Toutefois, la loi impose au CEPS de fixer unilatéralement le prix lorsqu’aucun accord conventionnel n’est signé dans un délai de dix mois à compter de la décision de prise en charge au titre de l’accès direct.
Cette disposition limite considérablement l’attractivité du dispositif d’accès direct. Cela étant, elle s’inscrit dans un contexte global de mesures restreignant la politique conventionnelle. En effet, le CEPS – qui pouvait déjà fixer unilatéralement le prix facial des médicaments – peut, depuis le 25 décembre 2022, fixer unilatéralement les remises (et donc le prix net) des spécialités inscrites sur la liste « ville » ou la liste « en sus » (voir notre article du 10 janvier 2023).
En cas d’échec des négociations, les industriels peuvent retirer leur demande d’inscription sur les listes de prise en charge.

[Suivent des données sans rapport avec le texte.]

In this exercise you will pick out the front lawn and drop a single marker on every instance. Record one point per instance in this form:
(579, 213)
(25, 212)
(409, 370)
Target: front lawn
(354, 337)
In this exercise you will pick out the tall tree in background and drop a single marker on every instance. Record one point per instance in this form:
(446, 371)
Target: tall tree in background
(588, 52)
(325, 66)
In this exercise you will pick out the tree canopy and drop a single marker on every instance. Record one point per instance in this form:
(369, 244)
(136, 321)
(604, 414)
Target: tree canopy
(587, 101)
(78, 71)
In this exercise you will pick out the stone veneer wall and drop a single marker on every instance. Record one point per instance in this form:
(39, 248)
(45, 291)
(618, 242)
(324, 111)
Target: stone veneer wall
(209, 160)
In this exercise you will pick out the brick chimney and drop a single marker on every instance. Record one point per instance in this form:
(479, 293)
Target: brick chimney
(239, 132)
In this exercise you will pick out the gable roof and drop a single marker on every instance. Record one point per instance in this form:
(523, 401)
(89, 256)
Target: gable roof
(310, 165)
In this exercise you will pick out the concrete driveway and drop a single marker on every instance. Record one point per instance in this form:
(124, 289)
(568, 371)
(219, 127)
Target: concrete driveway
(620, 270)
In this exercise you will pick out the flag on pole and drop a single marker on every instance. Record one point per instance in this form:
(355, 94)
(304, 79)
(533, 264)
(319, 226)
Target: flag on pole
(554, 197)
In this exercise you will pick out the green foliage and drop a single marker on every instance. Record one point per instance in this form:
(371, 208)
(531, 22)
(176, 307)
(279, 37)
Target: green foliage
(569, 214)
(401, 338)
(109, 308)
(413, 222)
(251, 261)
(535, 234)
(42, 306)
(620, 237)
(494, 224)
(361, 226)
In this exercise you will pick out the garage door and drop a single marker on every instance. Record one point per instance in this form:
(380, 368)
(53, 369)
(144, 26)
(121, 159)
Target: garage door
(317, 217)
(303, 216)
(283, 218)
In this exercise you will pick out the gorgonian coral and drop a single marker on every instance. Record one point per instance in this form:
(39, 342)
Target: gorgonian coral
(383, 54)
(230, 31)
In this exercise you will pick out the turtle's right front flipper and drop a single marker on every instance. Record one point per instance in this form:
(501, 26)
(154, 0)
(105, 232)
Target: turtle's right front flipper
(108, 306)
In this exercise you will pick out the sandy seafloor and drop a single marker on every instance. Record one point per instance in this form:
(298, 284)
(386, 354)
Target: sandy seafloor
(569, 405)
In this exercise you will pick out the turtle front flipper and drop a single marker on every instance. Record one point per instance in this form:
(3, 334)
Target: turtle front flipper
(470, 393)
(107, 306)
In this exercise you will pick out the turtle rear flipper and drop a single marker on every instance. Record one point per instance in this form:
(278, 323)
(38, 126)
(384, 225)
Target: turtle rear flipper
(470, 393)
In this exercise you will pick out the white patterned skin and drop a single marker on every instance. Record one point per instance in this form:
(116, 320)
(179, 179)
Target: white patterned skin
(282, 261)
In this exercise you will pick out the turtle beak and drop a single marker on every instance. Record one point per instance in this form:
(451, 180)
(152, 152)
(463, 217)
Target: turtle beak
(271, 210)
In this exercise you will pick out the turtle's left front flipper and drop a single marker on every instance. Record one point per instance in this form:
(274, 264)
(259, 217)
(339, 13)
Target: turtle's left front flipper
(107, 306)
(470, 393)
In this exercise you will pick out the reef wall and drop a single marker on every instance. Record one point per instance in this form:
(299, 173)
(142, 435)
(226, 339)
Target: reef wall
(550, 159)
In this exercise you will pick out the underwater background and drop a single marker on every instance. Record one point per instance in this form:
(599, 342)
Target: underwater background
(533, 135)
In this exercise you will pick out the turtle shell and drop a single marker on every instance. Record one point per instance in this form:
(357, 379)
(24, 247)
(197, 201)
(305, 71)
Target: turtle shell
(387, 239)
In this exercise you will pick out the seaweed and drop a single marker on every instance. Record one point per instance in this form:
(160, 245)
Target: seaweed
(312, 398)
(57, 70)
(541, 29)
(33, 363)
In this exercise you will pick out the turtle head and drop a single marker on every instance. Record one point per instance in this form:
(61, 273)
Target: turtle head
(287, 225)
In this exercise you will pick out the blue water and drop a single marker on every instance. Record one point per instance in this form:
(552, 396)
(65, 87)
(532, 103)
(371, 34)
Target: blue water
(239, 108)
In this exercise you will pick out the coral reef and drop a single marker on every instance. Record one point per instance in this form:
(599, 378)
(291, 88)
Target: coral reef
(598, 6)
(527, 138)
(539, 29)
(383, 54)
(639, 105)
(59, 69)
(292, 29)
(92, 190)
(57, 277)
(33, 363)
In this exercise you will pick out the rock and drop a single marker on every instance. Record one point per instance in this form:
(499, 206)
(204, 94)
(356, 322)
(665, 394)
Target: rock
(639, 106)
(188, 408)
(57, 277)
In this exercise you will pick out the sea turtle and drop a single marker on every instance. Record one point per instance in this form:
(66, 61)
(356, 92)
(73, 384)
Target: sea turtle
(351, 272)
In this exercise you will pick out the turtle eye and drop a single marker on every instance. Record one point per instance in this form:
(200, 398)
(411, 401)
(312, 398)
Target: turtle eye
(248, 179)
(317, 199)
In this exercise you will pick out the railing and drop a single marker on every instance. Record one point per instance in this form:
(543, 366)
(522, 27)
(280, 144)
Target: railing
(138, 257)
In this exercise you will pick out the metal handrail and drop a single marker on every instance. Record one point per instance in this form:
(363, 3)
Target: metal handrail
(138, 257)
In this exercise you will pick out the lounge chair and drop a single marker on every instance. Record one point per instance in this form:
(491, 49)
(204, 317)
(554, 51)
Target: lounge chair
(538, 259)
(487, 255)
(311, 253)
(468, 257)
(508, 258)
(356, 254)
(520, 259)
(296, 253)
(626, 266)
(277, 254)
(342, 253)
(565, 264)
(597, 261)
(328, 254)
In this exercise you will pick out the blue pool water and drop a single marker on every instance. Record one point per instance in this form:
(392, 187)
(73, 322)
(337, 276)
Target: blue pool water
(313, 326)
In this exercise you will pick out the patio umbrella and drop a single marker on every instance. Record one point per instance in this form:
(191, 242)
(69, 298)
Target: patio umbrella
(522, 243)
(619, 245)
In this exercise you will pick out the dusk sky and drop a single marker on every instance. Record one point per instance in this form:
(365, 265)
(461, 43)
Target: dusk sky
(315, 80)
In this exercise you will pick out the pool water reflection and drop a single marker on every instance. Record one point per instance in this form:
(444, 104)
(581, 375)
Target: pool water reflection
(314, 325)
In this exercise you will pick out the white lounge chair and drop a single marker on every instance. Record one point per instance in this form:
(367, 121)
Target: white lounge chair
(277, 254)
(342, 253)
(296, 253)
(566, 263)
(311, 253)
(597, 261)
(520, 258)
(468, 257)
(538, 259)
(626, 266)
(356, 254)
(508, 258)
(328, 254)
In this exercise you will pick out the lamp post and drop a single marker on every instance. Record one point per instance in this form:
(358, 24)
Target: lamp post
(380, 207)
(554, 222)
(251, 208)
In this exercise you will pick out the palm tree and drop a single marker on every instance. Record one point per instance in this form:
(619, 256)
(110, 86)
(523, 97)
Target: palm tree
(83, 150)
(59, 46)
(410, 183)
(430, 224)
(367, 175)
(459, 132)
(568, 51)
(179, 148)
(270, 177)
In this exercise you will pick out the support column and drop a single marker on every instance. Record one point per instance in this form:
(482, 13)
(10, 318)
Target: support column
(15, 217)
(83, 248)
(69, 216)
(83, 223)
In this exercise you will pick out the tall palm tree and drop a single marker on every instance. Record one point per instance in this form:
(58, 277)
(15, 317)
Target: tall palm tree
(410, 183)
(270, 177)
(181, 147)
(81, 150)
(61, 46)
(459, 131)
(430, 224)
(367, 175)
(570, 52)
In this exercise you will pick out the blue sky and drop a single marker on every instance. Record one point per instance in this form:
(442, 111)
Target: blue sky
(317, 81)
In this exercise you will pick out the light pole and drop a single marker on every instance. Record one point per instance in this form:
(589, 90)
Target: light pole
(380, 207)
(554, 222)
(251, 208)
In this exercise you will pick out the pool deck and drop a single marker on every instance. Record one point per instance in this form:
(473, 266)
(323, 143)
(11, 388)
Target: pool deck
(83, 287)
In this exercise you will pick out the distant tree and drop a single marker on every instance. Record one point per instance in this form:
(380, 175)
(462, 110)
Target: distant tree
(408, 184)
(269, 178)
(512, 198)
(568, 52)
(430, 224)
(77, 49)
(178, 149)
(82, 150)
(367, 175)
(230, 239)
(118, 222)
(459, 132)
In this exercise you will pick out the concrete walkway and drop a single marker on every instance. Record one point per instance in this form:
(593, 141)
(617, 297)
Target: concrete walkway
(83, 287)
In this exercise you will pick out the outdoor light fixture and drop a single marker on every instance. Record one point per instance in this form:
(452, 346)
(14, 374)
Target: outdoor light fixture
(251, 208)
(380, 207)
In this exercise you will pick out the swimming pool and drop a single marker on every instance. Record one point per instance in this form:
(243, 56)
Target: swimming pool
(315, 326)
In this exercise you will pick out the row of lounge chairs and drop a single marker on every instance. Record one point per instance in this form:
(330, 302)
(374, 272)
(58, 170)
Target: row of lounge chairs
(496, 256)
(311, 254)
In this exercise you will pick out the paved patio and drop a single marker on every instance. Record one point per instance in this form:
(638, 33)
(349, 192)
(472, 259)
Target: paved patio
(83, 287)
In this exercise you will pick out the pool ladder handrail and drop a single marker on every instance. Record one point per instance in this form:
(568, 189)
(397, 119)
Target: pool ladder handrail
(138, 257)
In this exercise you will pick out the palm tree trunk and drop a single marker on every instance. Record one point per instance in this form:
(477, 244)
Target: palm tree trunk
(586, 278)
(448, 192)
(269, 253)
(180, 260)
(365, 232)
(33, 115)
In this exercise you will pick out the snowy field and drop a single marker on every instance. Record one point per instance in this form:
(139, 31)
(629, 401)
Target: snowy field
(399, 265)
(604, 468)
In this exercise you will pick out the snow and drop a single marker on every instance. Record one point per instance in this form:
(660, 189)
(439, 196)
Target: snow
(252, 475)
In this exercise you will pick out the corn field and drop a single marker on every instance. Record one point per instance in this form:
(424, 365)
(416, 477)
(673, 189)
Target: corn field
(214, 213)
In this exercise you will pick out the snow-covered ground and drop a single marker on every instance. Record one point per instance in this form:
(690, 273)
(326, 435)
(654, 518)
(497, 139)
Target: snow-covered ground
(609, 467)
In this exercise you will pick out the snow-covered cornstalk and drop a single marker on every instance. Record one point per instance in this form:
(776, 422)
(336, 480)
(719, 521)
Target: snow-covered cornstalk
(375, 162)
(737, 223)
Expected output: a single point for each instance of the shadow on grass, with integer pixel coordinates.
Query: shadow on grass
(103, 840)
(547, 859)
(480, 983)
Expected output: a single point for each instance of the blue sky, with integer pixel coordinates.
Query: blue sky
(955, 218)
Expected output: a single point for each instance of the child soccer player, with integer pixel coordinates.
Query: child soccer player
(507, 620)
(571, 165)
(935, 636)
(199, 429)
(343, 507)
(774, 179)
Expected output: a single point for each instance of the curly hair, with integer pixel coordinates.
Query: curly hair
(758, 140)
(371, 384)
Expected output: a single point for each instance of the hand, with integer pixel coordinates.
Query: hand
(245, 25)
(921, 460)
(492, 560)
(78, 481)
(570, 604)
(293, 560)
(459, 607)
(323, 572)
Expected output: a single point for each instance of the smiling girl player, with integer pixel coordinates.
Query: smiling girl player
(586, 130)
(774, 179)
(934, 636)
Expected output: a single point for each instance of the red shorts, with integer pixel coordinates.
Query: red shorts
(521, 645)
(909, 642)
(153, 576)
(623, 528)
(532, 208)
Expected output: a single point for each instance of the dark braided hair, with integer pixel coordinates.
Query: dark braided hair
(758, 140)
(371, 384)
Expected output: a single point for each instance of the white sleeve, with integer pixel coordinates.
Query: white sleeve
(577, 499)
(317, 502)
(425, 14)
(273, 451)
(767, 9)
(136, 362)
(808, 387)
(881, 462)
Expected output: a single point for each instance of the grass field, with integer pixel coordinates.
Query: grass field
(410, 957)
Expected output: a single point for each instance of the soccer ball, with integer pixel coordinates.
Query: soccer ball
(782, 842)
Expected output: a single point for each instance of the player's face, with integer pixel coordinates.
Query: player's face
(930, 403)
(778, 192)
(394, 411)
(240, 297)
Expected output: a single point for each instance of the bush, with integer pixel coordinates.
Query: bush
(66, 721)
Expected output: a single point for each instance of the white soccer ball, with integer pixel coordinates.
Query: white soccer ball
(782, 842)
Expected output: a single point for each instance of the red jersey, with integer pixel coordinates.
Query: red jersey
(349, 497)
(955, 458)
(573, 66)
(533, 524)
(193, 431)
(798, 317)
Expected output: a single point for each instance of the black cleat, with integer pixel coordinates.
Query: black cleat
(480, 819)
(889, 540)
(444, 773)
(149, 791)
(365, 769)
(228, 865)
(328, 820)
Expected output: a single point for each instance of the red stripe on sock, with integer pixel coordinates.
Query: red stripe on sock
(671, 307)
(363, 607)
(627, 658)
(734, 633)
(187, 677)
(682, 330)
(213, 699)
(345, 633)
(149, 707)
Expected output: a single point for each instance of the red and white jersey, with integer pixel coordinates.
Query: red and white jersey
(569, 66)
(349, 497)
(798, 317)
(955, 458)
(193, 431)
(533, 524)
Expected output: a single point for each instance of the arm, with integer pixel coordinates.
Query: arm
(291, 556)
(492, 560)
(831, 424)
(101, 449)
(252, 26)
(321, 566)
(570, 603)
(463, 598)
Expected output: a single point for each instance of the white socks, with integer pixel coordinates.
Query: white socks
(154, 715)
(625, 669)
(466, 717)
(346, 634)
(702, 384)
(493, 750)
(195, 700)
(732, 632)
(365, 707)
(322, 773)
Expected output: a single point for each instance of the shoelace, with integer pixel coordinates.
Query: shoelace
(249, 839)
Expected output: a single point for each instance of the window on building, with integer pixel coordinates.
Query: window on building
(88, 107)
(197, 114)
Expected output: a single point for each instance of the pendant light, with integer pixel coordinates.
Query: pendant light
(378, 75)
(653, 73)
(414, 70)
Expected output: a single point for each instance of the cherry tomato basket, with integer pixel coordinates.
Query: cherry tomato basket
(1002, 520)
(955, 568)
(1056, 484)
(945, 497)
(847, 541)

Toutefois, ils ont l’obligation de permettre l’achat du médicament, au prix de référence fixé par le CEPS, pendant au minimum un an à compter de l’arrêt de l’accès direct pour permettre la continuité des traitements initiés.
[1] Seuls sont ici visés les modes de prise en charge suivants : liste rétrocession, liste « en sus », liste « collectivités » et accès compassionnel si la dispensation a lieu en établissement de santé ou en PUI. En effet, le dispositif d’accès direct n’est pas ouvert aux spécialités prises en charge sur la liste « ville » ou au titre l’accès compassionnel si elles sont dispensées en pharmacie d’officine.
[2] La fixation du prix tient compte principalement de l’amélioration du service médical rendu par le médicament, le cas échéant des résultats de l’évaluation médico-économique, des prix des médicaments à même visée thérapeutique, des volumes de vente prévus ou constatés ainsi que des conditions prévisibles et réelles d’utilisation du médicament. Elle peut également tenir compte de la sécurité d’approvisionnement du marché français que garantit l’implantation des sites de production (« critère industriel »).